Almost 4,000 patients are diagnosed with the blood cell cancer multiple myeloma in the UK every year. There is no cure for the disease, so current treatment strategies are focused on preventing disease progression and dealing with the symptoms of the illness.

According to Carol Longson, director of NICE’s Health Technology Evaluation Centre, the evidence “clearly showed that both thalidomide and bortezomib regimens are more effective at delaying disease progression and improving patients’ life expectancy than the current treatment of an alkylating agent and corticosteroid alone”.

But according to NICE’s Independent Appraisal Committee, clinical specialists it spoke to are of the belief that a thalidomide-based therapy would probably be considered more appropriate in most cases. Moreover, while clinical data indicates that both agents are on par with each other in terms of effectiveness, thalidomide regimens are cheaper than those with Velcade and so were considered to be more cost effective.

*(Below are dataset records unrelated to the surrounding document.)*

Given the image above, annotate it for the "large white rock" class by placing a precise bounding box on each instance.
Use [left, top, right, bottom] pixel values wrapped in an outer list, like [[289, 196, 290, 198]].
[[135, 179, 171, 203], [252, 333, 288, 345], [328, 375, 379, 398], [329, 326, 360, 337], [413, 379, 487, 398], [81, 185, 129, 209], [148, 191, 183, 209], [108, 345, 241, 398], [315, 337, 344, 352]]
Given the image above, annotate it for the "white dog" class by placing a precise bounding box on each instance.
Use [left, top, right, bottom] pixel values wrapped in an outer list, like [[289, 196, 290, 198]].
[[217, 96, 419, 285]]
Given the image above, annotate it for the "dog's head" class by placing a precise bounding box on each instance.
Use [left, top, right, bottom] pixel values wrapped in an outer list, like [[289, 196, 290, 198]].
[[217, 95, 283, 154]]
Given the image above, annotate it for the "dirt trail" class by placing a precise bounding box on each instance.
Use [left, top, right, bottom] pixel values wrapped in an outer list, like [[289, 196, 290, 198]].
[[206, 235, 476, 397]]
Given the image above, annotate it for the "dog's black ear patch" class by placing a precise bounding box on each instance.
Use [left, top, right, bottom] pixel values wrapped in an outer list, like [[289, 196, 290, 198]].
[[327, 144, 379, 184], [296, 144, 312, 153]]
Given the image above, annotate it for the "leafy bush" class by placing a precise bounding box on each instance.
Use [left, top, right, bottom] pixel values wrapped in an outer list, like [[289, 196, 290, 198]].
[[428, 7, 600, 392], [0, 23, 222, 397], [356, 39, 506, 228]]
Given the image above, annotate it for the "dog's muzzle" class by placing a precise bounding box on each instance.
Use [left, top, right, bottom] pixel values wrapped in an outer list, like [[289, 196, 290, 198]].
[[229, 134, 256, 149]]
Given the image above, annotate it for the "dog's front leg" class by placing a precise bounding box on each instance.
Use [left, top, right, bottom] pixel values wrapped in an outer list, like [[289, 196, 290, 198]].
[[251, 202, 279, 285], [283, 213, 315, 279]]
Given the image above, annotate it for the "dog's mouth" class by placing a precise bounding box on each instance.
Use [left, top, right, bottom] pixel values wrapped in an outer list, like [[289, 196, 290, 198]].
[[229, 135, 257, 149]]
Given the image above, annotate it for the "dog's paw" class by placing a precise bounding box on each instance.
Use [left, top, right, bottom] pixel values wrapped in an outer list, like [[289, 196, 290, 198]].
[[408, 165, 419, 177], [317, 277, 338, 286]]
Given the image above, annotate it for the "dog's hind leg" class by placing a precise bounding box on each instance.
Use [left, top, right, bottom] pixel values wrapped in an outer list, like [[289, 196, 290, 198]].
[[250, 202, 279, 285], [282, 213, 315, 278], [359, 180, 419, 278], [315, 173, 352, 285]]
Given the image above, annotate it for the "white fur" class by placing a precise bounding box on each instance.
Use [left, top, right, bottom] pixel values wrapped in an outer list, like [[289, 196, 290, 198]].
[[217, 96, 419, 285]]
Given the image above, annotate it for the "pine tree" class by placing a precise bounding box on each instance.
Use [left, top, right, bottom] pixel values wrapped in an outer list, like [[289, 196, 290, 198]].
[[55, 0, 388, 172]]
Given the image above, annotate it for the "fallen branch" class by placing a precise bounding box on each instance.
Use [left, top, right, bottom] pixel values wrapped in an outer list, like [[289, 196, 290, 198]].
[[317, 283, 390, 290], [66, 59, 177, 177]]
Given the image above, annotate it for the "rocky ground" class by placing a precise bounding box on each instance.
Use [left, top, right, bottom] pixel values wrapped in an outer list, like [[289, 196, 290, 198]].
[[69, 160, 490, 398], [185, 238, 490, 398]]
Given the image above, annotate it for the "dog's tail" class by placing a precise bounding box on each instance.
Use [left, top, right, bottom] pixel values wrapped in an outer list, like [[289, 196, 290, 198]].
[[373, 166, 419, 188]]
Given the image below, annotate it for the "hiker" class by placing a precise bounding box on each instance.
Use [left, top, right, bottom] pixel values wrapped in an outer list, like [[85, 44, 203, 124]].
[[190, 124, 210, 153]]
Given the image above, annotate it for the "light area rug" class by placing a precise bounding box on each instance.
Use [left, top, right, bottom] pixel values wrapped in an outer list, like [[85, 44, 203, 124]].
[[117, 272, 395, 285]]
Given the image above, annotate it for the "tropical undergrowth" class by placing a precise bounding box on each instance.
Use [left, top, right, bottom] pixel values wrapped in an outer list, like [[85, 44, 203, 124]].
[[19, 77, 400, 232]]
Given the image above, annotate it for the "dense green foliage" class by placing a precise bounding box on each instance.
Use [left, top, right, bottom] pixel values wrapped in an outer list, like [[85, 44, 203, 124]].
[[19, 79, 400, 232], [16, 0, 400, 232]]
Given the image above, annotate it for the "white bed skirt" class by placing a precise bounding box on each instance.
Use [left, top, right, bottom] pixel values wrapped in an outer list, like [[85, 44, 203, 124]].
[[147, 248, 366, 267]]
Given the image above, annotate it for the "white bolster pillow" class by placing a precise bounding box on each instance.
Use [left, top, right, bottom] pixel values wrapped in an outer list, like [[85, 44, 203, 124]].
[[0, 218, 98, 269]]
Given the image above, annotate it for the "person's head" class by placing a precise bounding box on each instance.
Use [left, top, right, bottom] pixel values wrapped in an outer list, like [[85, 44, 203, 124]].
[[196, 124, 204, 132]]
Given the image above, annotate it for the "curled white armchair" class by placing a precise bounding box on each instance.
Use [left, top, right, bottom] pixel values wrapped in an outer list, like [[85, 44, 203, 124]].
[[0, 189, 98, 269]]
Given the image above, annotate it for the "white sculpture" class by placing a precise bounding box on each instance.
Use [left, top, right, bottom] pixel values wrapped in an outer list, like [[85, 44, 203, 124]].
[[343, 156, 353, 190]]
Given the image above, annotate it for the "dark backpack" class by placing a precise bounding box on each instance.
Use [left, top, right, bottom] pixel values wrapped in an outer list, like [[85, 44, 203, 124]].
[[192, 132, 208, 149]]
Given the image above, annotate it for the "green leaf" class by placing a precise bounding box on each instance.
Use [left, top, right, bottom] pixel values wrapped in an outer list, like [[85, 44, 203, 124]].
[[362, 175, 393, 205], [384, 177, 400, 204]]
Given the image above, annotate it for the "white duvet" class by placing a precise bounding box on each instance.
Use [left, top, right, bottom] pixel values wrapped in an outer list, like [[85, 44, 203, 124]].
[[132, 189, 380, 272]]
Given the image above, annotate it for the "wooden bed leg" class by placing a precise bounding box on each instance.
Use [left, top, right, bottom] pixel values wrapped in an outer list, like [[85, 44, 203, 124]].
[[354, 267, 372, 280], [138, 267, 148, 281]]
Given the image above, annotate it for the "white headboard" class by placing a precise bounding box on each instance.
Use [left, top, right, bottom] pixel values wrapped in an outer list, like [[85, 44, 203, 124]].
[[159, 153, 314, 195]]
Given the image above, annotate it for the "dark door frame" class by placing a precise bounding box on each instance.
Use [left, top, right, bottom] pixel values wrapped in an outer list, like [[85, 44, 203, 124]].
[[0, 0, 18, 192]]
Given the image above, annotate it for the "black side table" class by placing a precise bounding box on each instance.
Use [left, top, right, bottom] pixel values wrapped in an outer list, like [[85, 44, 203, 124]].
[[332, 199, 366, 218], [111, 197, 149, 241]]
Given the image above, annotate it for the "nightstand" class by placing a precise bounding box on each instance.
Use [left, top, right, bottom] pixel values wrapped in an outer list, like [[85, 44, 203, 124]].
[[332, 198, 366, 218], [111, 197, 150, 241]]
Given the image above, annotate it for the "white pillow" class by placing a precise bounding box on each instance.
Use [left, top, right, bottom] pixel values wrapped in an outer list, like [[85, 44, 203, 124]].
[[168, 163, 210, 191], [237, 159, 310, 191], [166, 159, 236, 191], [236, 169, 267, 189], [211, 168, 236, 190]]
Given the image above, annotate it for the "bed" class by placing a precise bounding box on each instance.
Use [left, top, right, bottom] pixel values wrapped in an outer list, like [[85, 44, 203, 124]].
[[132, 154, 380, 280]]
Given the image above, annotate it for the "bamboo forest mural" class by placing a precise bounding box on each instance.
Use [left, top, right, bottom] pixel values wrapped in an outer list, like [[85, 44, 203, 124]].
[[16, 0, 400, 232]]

Janssen-Cilag said it is encouraged by the draft guidance from NICE, which, if accepted, “will mean that these patients will be able to access bortezomib as frontline treatment”.

The Institute recommended Velcade in October 2007 for patients who are experiencing their first relapse of the disease, under a ground-breaking risk-sharing scheme in which the NHS only funds treatment of patients showing a full or partial response to the drug, while the costs incurred for those not responding will be refunded by the drugmaker.